Особое место в этом ряду занимает гетевский «Фауст», трагедия с поистине катарсической структурой. Гете, как никто, понимал необходимость «умиротворяющей завершенности». В своей масштабной мистерии он показал единство и борьбу противоположностей, воплощаемых Господом и Мефистофелем, и привел действие к торжествующему финалу, где противоречия окончательно снимаются [22] .
Комментируя Аристотеля, Гете писал: «Как мог Аристотель, который всегда говорил о предметном, а здесь уже совсем специально толкует о построении трагедии, иметь в виду воздействие, и притом отдаленное, которое трагедия может оказать на зрителя? Ни в коем случае. Здесь он говорит вполне ясно и правильно: когда трагедия исчерпала средства, возбуждающие страх и сострадание, она должна завершить свое дело гармоничным примирением этих страстей. Под катарсисом он разумеет именно эту умиротворяющую завершенность, которая требуется от любого вида драматического искусства, да и от всех, в сущности, поэтических произведений» [23] . Очевидно, что Гете настаивает на структурном, а не психологическом понимании катарсиса.
22
См. статью в настоящем издании: Полярность как принцип структурной организации трагедии И.В. Гете и фильма А. Сокурова «Фауст».
23
Гете И.В. Примечание к «Поэтике» Аристотеля // Гете И.В. Собр. соч.: в 10 т. Т. 10. М., 1980. С. 399.

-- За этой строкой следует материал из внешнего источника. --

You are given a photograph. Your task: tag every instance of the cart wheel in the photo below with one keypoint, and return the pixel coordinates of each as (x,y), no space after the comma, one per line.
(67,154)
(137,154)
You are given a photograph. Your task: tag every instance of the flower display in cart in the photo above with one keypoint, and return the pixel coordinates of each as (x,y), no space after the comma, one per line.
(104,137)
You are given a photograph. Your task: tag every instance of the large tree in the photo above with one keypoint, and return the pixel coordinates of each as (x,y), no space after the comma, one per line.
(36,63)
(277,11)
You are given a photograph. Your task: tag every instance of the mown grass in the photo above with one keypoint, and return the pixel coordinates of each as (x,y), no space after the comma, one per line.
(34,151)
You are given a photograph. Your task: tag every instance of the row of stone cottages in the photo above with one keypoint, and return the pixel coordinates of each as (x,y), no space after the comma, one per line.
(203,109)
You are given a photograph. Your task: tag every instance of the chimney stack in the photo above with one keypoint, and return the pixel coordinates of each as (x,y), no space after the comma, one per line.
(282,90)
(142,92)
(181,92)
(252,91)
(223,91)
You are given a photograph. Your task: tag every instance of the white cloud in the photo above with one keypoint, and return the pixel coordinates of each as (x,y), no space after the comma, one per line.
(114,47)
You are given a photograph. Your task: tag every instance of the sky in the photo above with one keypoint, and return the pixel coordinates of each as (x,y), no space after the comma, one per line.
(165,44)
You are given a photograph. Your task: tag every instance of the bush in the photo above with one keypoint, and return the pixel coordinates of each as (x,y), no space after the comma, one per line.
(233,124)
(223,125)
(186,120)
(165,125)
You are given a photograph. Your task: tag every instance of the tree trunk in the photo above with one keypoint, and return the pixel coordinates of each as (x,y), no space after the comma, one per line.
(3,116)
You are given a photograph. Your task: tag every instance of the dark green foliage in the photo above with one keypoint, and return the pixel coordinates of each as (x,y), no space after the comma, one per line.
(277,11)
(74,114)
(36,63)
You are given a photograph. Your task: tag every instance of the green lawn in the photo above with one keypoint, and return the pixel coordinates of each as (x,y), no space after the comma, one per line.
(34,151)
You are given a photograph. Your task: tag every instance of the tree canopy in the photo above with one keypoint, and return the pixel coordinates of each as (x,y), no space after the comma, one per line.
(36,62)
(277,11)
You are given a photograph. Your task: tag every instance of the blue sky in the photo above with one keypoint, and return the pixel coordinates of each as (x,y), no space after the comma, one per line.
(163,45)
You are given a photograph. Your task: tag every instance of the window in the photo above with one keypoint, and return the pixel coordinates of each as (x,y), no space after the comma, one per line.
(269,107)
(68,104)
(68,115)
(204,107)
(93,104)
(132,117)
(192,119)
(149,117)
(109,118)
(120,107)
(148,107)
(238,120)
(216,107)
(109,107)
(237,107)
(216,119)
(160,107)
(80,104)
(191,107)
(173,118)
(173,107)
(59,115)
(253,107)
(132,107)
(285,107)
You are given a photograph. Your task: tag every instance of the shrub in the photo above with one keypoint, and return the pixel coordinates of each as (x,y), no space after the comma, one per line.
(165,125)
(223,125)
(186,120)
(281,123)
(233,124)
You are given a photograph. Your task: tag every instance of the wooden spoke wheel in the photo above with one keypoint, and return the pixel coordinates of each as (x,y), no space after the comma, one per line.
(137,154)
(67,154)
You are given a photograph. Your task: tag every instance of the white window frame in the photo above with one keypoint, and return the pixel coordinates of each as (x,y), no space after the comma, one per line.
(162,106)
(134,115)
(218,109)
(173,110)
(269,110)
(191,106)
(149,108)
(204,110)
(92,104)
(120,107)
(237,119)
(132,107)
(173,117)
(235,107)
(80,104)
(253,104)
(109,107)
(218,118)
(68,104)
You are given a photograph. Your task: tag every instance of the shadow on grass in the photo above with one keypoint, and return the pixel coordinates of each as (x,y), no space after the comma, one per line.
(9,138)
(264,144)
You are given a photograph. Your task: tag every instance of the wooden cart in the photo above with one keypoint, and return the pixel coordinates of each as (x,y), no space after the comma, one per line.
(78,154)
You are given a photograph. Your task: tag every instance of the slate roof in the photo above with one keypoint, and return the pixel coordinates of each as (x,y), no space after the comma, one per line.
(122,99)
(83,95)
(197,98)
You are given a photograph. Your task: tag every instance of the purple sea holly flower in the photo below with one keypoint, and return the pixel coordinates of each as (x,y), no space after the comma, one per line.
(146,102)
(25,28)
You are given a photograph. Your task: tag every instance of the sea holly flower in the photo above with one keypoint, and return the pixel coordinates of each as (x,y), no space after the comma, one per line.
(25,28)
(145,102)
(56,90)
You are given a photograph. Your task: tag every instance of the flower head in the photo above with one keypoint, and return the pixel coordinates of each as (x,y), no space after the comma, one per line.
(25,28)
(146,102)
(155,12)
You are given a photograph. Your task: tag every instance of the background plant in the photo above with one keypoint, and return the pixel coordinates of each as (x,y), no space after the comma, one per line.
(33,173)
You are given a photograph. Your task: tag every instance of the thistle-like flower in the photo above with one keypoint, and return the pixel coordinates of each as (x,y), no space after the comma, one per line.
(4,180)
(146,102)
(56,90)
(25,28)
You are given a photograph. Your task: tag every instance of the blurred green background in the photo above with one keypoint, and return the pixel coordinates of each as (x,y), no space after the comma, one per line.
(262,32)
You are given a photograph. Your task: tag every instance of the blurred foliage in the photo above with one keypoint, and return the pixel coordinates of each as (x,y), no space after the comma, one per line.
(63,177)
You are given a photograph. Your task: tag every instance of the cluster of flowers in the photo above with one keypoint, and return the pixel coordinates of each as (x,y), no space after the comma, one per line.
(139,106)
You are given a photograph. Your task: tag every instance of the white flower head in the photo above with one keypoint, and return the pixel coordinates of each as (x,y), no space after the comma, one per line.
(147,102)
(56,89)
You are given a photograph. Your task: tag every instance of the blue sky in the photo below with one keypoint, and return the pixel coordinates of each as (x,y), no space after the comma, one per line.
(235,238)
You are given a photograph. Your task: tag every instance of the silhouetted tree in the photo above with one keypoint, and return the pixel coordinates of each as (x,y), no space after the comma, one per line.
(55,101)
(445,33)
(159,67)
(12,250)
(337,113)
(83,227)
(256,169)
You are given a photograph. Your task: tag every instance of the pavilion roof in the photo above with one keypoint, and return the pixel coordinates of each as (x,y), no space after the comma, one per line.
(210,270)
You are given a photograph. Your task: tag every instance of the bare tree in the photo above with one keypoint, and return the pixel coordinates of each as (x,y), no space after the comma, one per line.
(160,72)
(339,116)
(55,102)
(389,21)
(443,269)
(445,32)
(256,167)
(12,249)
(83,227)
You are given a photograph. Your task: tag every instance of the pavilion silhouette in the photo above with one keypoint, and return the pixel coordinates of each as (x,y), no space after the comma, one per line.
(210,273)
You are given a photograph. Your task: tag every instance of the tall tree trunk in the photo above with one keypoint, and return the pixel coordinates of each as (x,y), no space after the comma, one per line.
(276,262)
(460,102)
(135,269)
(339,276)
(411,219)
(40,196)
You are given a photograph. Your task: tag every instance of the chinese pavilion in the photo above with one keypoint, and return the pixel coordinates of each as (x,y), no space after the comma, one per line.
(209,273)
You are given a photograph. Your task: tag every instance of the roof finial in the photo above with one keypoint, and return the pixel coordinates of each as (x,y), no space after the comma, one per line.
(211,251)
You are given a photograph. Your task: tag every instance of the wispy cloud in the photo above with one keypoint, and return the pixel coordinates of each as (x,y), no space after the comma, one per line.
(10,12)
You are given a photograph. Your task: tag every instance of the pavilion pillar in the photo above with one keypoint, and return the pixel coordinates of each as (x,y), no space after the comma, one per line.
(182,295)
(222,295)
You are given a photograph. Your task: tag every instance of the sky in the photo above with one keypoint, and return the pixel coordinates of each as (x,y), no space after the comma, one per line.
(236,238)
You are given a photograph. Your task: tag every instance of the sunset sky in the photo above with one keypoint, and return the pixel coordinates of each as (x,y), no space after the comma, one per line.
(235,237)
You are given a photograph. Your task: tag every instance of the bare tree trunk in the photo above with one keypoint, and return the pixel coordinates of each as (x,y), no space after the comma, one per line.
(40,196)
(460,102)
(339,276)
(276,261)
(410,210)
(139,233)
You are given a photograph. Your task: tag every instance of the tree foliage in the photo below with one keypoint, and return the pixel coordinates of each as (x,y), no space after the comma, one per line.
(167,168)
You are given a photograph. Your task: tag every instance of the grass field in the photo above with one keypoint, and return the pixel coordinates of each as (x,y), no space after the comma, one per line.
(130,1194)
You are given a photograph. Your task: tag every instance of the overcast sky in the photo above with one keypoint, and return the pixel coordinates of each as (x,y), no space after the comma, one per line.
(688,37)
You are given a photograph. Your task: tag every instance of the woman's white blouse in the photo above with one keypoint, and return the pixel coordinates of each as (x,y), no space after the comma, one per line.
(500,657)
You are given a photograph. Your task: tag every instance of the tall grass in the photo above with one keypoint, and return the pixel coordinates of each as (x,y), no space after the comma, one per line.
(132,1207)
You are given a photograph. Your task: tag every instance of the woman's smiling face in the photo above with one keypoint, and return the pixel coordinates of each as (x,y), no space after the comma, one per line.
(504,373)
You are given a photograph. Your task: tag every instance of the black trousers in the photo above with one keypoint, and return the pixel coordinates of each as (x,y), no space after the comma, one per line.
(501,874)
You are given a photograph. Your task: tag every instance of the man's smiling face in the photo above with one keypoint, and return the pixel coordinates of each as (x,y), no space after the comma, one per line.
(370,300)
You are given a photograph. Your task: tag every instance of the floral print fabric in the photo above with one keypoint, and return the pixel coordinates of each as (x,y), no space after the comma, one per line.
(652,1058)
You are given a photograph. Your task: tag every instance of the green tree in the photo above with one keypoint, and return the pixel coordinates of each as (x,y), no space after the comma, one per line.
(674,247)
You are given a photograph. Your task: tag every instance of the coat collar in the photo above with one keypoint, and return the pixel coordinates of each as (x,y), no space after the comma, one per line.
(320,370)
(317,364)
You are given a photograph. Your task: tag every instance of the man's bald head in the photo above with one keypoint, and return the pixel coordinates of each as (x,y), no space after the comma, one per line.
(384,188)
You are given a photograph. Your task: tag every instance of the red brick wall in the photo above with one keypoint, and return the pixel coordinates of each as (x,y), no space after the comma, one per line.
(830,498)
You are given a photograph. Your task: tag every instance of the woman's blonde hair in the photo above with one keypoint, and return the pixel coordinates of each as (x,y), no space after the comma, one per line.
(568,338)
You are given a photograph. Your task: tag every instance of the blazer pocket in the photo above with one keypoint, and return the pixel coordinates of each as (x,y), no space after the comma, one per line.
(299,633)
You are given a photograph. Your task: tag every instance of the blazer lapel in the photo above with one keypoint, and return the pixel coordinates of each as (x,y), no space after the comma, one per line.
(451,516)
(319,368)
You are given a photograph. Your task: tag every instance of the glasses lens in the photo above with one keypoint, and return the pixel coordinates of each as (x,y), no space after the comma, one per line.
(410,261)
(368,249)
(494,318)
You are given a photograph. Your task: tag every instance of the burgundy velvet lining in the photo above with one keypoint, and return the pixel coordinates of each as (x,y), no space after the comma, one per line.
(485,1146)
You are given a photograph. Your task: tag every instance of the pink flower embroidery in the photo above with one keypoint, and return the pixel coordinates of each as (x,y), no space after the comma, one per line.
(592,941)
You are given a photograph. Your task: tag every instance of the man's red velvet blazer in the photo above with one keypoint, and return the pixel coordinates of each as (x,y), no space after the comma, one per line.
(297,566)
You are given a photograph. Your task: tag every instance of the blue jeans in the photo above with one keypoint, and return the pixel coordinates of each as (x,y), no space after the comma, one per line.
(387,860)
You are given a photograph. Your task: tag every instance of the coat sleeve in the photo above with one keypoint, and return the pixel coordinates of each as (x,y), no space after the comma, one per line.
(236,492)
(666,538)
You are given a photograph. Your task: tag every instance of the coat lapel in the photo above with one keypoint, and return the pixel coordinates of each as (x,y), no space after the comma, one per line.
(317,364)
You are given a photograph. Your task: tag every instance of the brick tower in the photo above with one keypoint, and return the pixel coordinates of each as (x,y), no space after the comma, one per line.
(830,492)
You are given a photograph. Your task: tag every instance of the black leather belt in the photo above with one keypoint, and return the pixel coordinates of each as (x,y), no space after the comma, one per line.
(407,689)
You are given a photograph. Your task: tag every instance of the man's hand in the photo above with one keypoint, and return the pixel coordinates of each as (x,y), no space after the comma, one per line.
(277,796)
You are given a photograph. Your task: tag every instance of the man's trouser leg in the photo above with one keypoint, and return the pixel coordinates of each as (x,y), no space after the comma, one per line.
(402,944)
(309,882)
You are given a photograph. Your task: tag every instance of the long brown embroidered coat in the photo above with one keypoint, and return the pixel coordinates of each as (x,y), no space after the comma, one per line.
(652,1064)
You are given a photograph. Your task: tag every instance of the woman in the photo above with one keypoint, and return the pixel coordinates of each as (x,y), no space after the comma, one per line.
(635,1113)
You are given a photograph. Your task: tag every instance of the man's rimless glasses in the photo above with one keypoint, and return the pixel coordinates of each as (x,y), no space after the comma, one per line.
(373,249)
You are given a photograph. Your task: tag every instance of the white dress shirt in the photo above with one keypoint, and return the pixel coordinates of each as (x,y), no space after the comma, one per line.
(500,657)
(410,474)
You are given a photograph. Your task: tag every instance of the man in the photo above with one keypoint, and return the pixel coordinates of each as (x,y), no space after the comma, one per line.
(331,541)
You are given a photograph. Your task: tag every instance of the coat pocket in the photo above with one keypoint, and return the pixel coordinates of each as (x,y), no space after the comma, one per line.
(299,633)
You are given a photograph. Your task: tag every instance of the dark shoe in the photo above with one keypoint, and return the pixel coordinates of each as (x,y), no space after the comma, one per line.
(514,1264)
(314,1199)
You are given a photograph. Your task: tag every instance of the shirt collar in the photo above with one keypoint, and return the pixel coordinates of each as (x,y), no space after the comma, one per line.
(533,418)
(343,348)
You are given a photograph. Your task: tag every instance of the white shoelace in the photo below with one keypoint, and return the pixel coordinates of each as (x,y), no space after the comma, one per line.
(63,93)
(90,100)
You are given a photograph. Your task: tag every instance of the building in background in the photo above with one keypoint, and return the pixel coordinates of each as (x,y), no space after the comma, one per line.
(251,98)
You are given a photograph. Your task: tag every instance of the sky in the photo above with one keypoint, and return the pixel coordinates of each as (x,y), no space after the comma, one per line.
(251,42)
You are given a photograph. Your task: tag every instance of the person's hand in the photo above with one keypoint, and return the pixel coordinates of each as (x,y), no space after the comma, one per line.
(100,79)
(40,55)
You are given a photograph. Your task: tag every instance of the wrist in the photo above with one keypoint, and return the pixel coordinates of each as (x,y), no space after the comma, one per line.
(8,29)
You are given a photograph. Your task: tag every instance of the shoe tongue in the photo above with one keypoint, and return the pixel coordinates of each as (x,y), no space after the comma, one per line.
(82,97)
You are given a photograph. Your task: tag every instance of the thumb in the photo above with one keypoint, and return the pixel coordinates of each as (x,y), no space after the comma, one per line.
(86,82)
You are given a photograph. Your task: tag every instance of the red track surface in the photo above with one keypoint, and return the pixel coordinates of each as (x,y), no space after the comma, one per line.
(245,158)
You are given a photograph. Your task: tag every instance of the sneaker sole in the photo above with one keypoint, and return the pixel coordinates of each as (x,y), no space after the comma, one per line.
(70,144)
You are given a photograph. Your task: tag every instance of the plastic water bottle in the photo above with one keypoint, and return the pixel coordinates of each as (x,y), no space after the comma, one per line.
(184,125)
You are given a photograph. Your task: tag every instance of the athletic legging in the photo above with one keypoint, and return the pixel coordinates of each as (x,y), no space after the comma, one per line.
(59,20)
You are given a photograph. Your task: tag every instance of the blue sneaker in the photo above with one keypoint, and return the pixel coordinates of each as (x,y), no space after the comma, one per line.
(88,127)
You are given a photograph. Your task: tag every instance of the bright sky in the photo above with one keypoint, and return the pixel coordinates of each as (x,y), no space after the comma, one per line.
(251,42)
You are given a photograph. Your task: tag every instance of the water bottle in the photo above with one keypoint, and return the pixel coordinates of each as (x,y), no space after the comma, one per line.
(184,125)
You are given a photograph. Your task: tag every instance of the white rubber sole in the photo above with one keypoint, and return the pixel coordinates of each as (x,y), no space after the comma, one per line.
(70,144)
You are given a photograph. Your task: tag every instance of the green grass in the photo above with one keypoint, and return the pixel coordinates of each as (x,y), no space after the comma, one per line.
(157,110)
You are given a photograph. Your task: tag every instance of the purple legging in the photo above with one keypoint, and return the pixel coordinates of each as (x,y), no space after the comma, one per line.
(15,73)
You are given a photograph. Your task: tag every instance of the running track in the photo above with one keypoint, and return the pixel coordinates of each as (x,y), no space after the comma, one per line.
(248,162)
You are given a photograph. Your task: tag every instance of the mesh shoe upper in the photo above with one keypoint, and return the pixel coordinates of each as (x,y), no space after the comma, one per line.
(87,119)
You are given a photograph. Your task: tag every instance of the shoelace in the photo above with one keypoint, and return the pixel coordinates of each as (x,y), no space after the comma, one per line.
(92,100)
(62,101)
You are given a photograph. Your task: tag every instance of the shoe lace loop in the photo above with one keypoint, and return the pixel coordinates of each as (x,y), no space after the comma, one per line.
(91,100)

Итак, мы приходим к выводу, что катарсис нельзя противопоставить happy end’у как несчастливую развязку счастливой, его нельзя соотносить только с трагедией, невозможно трактовать сугубо психологически и не следует выводить только из страха и сострадания, так как катарсис есть преодоление этих страстей через снятие противоположностей внутри самого действия. Чем же тогда катарсис отличается от happy end’а, если в обоих случаях – счастливая развязка, и то и другое – элемент драматургического действия, а happy end часто также включает примирение враждующих сил? Не является ли happy end современным вариантом катарсиса?
Разумеется, он таковым не является. Эти понятия также отличны друг от друга, как счастливый и несчастливый конец в привычном понимании. В чем же их основное отличие? В самом общем смысле катарсис – изменение состояния мира (рода) в финале действия, happy end – изменение отношений конкретных людей. Happy end – счастливая развязка, в которой нет диалектического момента утверждения жизни через смерть или страдание, нет снятия жизненных противоречий. Happy end разрешает споры, «снимает» обиды, но не касается общих начал жизни. Happy end – это победа добра над злом: конкретного добра над конкретным злом внутри заданного сюжета. При этом само противостояние добра и зла не преодолевается, а утверждается этой победой (ведь комедия такого рода всегда имеет дело с типичным, и схема отношений, данная внутри такой комедии, навязывается зрителю как имманентная миру и обществу).